Shadow and Shield / Encryption

Encryption detection and key handling.

Shadow and Shield separates encryption detection, encrypted destination preparation, credential handling, and operational records so evaluators can see exactly what is supported.

Under construction · work in progress

This page will continue to change as the hardware, software, and release materials are finalized.

At a Glance

Encrypted media, destination volumes, and credential storage.

This page covers encryption indicators, encrypted destination preparation, LUKS key operations, BitLocker and LUKS credential storage, and the operational records created by supported encryption actions.

01 / Detection

Encryption indicators.

Shadow and Shield can identify encrypted volumes when recognizable headers or metadata are accessible. Detection records can include type, confidence, unlock state, device/session context, and evidence record association.

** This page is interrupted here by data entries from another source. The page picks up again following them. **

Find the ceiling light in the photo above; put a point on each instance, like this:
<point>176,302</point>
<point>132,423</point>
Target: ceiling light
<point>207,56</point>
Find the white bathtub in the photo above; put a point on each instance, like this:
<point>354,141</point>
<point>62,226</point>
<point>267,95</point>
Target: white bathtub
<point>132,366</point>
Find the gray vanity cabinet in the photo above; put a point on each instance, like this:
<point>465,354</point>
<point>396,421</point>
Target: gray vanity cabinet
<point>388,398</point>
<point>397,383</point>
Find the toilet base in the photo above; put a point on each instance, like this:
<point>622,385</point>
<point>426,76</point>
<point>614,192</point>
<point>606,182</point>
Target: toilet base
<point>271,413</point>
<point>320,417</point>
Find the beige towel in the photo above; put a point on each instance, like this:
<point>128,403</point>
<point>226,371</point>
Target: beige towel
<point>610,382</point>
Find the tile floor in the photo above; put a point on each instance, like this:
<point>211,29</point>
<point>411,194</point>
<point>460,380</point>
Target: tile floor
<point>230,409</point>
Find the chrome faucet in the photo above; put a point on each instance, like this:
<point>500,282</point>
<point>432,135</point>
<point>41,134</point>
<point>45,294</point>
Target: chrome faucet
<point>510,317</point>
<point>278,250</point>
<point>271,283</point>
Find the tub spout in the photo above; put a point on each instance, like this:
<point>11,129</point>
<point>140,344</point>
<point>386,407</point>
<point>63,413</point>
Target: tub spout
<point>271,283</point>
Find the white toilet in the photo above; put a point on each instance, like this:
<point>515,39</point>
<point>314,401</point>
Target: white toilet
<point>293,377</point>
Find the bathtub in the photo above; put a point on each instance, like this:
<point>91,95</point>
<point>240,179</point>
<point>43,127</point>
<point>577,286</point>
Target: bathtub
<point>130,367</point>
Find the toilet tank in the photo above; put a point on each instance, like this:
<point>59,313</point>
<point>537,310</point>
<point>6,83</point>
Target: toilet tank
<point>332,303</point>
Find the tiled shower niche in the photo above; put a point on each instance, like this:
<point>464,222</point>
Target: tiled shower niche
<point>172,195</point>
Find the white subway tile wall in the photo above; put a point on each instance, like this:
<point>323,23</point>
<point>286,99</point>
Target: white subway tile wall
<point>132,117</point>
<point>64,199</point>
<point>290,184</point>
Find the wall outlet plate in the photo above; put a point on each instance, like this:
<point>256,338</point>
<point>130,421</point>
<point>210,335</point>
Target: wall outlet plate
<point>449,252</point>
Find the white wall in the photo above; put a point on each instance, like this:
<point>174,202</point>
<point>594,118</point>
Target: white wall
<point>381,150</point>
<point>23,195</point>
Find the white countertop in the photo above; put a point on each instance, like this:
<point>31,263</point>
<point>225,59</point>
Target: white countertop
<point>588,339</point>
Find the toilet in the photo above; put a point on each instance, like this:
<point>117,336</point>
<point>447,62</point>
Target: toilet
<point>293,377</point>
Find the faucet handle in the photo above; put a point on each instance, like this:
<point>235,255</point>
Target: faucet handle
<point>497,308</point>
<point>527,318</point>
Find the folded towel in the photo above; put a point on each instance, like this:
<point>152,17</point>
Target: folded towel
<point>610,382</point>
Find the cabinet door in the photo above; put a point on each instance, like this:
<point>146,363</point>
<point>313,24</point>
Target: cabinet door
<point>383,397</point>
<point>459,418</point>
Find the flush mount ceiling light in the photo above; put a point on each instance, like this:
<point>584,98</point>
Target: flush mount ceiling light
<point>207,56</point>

  • LUKS and BitLocker identification where headers or metadata are accessible
  • Optional high-entropy analysis where enabled for unrecognized random-looking volumes
  • Hardware-encryption indicators only where exposed by the detected device path
  • Encryption indicators can attach to evidence records for later review

02 / LUKS

Encrypted destinations.

Supported LUKS workflows can partition destination media, create a LUKS container, open the encrypted mapper, and format the unlocked volume with a supported filesystem.

  • LUKS1 or LUKS2 selection where supported
  • Configurable cipher, key size, hash, key-derivation settings, filesystem type, volume label, and partition scheme
  • Optional LUKS header backup creation
  • Forensic metadata can record LUKS UUIDs, header backup details, operator, case, and execution context

03 / Keys

LUKS key management.

LUKS key workflows can include key-slot listing, adding passphrases, changing passphrases, removing passphrases, rotating keys, verifying headers, and restoring from backups where supported.

  • Key-slot listing and passphrase operations
  • Header verification and restore workflows where supported
  • Unlock attempt tracking
  • Operation status, actor, case metadata, and execution history retained where recorded

04 / Vault

Encrypted key vault.

The encrypted key vault is intended to store LUKS and BitLocker credentials, associate keys with device or volume identifiers, mark keys for auto-unlock, and track key usage where supported by the release.

  • Credential storage scoped to validated LUKS and BitLocker workflows
  • Device or volume identifier association
  • Auto-unlock marking where supported
  • Stored-key metadata and usage tracking for review

05 / Boundaries

Support boundaries.

Encryption detection and operations depend on what the source, destination, filesystem, device path, and release build expose. Public copy should separate detection, destination provisioning, and credential handling instead of implying universal encrypted-media support.

  • A missing indicator is not proof that no encryption exists
  • Hardware-encryption status may be hidden by USB bridges
  • BitLocker credential workflows should stay scoped to validated support
  • Synthetic decrypted-output claims belong with acquisition and conversion pages

Encryption support is conditional. Keep public claims tied to accessible metadata, enabled workflows, and release-validated LUKS or BitLocker behavior.